Lo stomaco chiuso non accetta cibo, solo calmanti. Senza lacrime e senza lei di fronte è ancora più dura. Medici ed infermieri si prodigano, gliene è grato in silenzio; ricorda del suo mettere tutto nero su bianco, definivano strambe le sue teorie sull’evoluzione dei pensieri nell’anima, delle loro migrazioni. «Roberto dove sei?», ad alta voce, «figlio mio adorato te ne sei andato, ve ne siete andati…Daniela è lì incerta nel guado, la trattengo io amore… non ti preoccupare!» Ha ripassato per ore le teorie sulla premorte; i risultati di ricerche reali, serie, sui resuscitati da coma profondo. E poi sul romanzo scritto di suo pugno sulla fantastica fiaba dei pensieri erranti, specie nell’acqua, fonte universale di vita; passata a suo dire da viaggi siderali a composti organici per sangue cuore e cervello. “Daniela non diverrà polvere”, pensa nel rivedere il suo corpo non alto, i suoi fianchi prominenti, lo sguardo disattento al di là delle comprensioni umane. È stremato dopo tre giorni e tre notti passati così; si adagia sul lettino posto a sua disposizione, crolla nel sonno sprofondando oltre il consentito; scivola passando il tempo dei suoi quando, vede lo spazio dei suoi dove. Vorrebbe descriverlo ma non ha penna, né tastiera. «Cosa cerchi?» Delicate rugiade su petali di fiori gli parlano. «Cosa sei venuto a fare? Fuggi via da qui…» Un’altra voce che lui riconosce avverte: «Ancora non hai varcato la dimensione, non farlo, sei in tempo; chiunque l’ha fatto s’è perso contaminando i pensieri puri di semplicità con i drammi delle preoccupazioni.» «Devo trovare la Verità, gliela voglio raccontare affinché Daniela si svegli e possa compiere il ciclo di vita.» «Ricorda che non sei in un sogno.», gocce di sudore gli parlano. Il vapore che vien su afferma: «E che questo lo ricorderai, e nessuno ti crederà» «No non è vero!» Risponde l’acqua del bagno dell’ospedale dove si era specchiato il giorno della tragedia: «Ti crederanno tutti, sì; ma ti crederanno pazzo!» La voce termina gorgogliando in un vortice; lui d’istinto la segue, sprofonda con lei sino all’oceano delle idee: ne è pregno, non affoga, anzi si disseta finalmente conscio della via. S’incammina nel labirinto infinito ove s’amplifica combina e deforma ogni piccolo ricordo. «Ci sei riuscito!», è la sua voce « Mi hai trovata, sono qui, fermati ormai. Cosa hai da fare? Mamma e papà sono volati… resta con me nonno!»

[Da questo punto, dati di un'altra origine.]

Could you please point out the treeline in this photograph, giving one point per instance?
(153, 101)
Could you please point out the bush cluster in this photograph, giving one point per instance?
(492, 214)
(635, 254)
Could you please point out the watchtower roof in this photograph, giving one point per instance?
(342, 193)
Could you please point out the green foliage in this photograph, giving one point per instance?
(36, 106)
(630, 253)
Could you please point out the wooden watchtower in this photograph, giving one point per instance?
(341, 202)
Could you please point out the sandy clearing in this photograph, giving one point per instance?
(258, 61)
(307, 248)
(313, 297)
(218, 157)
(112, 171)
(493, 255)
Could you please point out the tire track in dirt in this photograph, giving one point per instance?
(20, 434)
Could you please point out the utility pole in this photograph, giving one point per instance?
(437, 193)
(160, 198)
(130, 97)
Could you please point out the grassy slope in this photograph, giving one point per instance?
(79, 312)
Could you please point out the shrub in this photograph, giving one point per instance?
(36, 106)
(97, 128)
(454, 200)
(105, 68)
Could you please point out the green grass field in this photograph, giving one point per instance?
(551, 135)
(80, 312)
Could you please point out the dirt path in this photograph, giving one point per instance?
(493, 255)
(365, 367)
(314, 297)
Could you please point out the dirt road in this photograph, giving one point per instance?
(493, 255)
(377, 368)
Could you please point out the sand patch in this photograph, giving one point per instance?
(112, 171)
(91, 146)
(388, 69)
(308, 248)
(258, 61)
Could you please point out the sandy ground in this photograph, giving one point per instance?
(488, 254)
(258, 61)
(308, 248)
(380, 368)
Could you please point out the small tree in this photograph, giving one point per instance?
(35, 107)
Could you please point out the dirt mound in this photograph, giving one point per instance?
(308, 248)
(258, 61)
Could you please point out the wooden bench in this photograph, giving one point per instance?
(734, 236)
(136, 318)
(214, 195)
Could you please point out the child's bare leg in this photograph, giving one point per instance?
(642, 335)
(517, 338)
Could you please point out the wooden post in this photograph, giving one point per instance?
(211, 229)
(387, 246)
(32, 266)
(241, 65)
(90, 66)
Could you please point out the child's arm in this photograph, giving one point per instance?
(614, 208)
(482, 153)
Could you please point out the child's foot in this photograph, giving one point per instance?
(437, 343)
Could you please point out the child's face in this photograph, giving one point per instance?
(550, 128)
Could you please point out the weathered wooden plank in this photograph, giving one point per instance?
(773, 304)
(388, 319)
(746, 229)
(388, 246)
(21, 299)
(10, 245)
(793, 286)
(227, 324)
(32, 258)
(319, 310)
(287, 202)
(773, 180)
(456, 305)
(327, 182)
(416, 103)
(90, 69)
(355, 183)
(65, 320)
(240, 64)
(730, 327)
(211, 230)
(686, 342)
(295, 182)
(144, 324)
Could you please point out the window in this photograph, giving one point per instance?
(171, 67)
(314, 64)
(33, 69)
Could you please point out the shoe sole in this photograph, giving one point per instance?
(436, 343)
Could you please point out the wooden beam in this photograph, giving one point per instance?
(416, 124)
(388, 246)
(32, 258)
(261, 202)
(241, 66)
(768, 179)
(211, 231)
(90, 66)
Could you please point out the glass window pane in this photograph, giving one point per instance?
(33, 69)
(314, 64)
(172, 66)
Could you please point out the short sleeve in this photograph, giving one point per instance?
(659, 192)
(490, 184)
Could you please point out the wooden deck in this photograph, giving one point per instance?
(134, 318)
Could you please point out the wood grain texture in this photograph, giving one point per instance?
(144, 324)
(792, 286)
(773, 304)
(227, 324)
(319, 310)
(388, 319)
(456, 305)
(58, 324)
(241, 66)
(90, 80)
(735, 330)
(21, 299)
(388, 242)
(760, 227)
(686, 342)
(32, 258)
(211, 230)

La boccetta vuota sul pavimento proprio sotto la sua mano fa capire il peggio; lo portano di corsa in rianimazione; il sorriso sereno va oltre il trauma della tragedia, lo stato di coma profondo viene diagnosticato senza dubbi: Daniela e suo nonno attendono insieme il verdetto della fiaba…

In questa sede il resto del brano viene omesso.